Showing posts with label analytics. Show all posts
Showing posts with label analytics. Show all posts

Wednesday, December 14, 2016

Steps to AI

The phrase "Artificial Intelligence" (AI) has been used to describe computer programs that can perform sophisticated, autonomous operations, and it has been used for decades. (One wag puts it as "artificial intelligence is twenty years away... always".)

Along with AI we have the term "Machine Learning" (ML). Are they different? Yes, but the popular usages make no distinction. And for this post, I will consider them the same.

Use of the term waxes and wanes. The AI term was popular in the 1980s and it is popular now. Once difference between the 1980s and now: we may have enough computing power to actually pull it off.

Should anyone jump into AI? My guess is no. AI has preconditions, things you should be doing before you start with a serious commitment to AI.

First, you need a significant amount of computing power. Second, you need a significant amount of human intelligence. With AI and ML, you are teaching the computer to make decisions. Anyone who has programmed a computer can tell you that this is not trivial.

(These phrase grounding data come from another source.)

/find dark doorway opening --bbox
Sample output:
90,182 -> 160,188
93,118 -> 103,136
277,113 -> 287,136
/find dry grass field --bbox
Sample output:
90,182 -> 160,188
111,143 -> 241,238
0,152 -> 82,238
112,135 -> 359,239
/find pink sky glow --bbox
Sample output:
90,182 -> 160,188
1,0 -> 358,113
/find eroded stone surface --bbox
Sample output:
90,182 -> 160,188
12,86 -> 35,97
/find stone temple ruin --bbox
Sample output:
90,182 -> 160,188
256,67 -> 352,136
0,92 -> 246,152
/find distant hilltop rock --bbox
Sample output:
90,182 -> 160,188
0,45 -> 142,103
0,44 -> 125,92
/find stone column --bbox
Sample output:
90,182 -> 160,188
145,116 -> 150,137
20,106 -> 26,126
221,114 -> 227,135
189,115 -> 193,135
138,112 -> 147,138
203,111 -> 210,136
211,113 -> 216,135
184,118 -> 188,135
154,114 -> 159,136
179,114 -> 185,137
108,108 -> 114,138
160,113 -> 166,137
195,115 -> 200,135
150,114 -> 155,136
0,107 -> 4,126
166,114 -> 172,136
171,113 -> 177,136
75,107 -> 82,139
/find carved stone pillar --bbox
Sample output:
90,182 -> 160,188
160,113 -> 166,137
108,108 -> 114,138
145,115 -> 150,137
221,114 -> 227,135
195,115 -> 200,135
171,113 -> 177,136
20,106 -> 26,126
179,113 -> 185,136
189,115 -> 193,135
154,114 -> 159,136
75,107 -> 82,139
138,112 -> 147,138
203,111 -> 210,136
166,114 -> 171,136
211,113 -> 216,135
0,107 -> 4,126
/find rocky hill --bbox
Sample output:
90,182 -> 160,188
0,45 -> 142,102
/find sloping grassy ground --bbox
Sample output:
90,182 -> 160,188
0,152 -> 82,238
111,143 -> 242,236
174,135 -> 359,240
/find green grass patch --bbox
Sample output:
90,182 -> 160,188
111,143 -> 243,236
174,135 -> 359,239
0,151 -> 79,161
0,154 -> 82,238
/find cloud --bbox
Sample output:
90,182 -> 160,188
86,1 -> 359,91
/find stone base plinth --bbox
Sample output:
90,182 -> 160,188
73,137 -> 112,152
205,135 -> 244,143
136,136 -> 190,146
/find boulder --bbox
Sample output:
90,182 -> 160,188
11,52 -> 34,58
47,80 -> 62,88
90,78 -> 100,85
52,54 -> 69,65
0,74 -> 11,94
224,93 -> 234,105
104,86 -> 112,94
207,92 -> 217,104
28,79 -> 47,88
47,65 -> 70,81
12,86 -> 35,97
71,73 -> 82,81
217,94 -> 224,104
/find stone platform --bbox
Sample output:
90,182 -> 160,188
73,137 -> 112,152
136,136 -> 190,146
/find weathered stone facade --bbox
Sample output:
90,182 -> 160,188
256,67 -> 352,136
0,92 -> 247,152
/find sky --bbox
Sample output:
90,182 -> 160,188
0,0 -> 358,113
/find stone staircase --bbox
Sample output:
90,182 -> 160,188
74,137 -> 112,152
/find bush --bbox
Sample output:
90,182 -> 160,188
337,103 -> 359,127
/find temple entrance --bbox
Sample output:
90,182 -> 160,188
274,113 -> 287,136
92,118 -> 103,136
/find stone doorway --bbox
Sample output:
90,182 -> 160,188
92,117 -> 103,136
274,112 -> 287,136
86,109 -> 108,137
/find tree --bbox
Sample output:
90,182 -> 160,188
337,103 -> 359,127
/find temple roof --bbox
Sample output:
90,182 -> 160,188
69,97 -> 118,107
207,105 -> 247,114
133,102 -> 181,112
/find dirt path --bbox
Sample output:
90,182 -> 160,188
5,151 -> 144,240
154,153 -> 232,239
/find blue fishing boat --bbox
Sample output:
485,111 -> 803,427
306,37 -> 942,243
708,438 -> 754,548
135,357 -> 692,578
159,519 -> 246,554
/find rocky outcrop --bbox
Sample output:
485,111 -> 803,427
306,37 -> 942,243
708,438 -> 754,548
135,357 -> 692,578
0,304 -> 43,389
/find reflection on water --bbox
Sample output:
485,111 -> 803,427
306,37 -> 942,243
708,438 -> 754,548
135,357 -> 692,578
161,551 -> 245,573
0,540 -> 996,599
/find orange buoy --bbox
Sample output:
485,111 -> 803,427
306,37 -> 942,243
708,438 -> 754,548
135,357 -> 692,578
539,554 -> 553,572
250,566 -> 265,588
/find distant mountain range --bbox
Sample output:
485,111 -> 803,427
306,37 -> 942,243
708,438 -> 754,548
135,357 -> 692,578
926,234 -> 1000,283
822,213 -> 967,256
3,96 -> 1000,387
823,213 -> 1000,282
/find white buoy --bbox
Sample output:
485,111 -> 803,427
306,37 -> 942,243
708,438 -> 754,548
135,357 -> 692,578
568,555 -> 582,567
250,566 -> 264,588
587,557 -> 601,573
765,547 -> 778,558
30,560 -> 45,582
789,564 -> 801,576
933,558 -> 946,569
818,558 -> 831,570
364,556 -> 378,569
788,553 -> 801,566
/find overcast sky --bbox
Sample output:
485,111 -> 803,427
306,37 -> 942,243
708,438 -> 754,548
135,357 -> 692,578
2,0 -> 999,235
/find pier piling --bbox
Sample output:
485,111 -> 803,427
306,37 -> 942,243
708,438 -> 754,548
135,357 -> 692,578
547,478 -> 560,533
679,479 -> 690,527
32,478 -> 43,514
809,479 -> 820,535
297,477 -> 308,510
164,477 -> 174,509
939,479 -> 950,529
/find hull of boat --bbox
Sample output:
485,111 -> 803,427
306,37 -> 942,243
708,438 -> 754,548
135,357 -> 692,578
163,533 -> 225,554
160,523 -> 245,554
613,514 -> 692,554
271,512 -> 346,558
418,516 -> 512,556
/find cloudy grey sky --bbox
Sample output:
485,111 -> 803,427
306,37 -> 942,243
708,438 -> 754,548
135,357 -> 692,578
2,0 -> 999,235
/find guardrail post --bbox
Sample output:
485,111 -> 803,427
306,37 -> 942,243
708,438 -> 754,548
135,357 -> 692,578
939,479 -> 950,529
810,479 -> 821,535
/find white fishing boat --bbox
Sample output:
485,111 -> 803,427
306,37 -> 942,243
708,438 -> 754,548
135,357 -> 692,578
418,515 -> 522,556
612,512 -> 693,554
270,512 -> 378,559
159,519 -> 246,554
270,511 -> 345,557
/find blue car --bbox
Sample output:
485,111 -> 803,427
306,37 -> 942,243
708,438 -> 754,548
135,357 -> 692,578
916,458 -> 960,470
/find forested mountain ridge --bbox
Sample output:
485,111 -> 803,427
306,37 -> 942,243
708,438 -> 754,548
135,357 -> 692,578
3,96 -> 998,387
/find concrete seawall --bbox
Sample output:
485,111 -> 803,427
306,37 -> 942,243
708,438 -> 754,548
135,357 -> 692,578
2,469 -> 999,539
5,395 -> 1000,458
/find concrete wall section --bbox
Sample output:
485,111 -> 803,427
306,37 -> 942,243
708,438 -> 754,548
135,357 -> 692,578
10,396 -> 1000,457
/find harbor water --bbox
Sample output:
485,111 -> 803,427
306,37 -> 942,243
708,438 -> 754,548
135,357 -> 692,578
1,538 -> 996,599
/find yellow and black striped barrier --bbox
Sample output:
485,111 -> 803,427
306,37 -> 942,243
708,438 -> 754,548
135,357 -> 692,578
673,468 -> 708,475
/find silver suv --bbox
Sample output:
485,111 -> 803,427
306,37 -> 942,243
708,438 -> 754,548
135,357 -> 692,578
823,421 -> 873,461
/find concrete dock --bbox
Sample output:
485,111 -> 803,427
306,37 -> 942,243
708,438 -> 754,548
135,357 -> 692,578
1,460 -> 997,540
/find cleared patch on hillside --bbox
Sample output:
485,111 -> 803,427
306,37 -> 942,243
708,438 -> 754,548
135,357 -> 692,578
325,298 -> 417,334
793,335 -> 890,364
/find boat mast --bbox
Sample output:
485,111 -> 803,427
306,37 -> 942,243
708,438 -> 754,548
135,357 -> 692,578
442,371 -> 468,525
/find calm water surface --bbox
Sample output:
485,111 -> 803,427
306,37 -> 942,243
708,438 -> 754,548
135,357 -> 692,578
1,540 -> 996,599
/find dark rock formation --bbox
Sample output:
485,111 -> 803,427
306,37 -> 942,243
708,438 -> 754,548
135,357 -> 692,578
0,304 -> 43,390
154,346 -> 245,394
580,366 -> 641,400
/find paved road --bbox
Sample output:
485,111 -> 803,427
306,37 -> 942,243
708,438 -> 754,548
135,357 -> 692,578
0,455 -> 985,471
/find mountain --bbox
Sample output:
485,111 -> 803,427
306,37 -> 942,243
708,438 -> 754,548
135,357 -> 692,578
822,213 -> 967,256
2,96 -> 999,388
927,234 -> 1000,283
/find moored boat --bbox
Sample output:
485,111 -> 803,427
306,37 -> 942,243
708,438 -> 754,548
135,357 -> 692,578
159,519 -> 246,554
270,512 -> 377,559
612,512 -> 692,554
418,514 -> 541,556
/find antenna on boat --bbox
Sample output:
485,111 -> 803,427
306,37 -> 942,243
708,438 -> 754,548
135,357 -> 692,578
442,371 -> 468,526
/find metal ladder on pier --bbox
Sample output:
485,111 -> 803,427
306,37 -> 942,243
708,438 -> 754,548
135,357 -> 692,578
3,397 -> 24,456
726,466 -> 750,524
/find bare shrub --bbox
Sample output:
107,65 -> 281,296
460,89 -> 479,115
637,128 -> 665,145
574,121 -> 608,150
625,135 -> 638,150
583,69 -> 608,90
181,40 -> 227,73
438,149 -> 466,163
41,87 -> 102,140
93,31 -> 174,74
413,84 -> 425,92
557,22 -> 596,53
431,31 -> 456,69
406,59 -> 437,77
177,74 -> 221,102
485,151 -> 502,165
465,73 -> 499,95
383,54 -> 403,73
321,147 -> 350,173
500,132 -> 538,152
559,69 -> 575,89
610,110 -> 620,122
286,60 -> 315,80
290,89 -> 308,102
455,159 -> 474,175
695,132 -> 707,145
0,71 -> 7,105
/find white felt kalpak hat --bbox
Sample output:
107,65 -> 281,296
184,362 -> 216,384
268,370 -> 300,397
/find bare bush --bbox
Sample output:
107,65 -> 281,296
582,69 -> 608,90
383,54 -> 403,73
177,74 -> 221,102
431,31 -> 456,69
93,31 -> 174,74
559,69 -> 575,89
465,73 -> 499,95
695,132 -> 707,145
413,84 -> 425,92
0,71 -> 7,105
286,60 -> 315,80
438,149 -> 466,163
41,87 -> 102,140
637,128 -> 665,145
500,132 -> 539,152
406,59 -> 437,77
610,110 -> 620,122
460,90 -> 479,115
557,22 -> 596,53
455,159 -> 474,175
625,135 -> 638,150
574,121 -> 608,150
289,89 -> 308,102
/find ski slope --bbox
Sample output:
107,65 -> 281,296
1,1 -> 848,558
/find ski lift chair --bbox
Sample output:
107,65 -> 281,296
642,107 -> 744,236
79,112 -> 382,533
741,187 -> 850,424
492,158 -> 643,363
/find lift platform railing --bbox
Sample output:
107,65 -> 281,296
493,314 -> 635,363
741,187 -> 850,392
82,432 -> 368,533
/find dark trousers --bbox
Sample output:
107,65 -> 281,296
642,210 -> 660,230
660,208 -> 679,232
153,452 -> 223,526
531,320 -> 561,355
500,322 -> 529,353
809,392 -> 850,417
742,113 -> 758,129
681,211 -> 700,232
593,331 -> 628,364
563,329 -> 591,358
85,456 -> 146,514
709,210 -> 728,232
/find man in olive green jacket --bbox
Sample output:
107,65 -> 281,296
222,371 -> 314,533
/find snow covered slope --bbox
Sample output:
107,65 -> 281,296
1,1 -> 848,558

It strikes me that the necessary elements for AI are very similar to the necessary elements for analytics. Analytics is almost the same as AI - analyzing large quantities of data - except it uses humans to interpret the data, not computers. Analytics is the predecessor to AI. If you're successful at analytics, then you are ready to move on to AI. If you haven't succeeded (or even attempted) at analytics, you're not ready for AI.

Of course, one cannot simply jump into analytics and expect to be successful. Analytics has its own prerequisites. Analytics needs data, the tools to analyze the data and render it for humans, and smart humans to interpret the data. If you don't have the data, the tools, and the clever humans, you're not ready for analytics.

But we're not done with levels of prerequisites! The data for analytics (and eventually AI) has its own set of preconditions. You have to collect the data, store the data, and be able to retrieve the data. You have to understand the data, know its origin (including the origin date and time), and know its expiration date (if it has one). You have to understand the quality of your data.

The steps to artificial intelligence are through data collection, metadata, and analytics. Each step has to be completed before you can advance to the next level. (Much like the Capability Maturity Model.) Don't make the mistake of starting a project without the proper experience in place.

Wednesday, January 23, 2013

What you need for analytics

The next fad seems to be analytics. Some might call it "Big Data". Some might argue that the two are not the same. (They're right, the two are different.)

The use of analytics (or Big Data, the argument is the same), requires several things. You need more than just Hadoop and someone who knows the Map-Reduce pattern.

Here's a short list of things to consider:

Your data You need a way to collect your data. You need people who know where your data resides, the format of your data, and the frequency at which it changes.

Your business Most organizations have data that encodes information in specific forms. You need people who understand your business and who can interpret your data.

Your management style Different organizations have different styles of management. You need people who can prepare the data in formats and on frequencies that make sense to your decision-makers. You also need the tools to present it. Those tools can be the analytics software or they can be separate tools and presentation mechanisms, like a printed report.

Resources Analytics, despite the vendor promises, does not happen "by itself". You need people, computers, storage, networks, and software to make it happen.

An open mind Once you have all of the above, you can start using analytics. Are you prepared to benefit from it?

Persistence and patience Analytics systems must be tuned to provide the information you can use. The charts and graphs that contain the really useful results are often not the ones we pick at the start. It is only after we "play with the data" do we identify the pertinent analyses.

A while back, I worked on a project to analyze source code. It was not the typical project for analytics (or Big Data) but we had a lot of code and it was big-ish. We dedicated resources and started with simple analyses (lines of code, lines of non-comment source code). As we developed our knowledge, we changed the analysis. We shifted from simple lines-of-code to complexity, and then duplicate code, and finally to "churn" of the code base and changes to code.

Each of these phases took resources. We needed processing power, storage, and network access. We needed people to code some very specific parsers for our data (the source code) and some custom data storage techniques. (NoSQL was not available at the time.)

Each of these phases took time. We were feeling our way in the dark, which is frequently the case with analytics projects. (You don't know what you're looking for until you find it.) In our case, the useful bit of information was lines of code changed, which turned out to be a consistent predictor for defect counts. (We found a steady pace of 5 defects per 1000 lines of code changed.)

This predictor was useful to determine the effort for testing. (We were, uh, using a technique other than Agile Development.)

But the point is not about development methods. The point is that successful analytics require resources and time. They are often experimental.

Of all the items you need, an open mind is the most important. Once you have the analysis, once you have the result, how do you choose to use it? Do you believe the surprising result? Are you willing to change your processes in light of the analysis? Or do you look for reports than confirm your preconceived beliefs, and keep your current processes in place?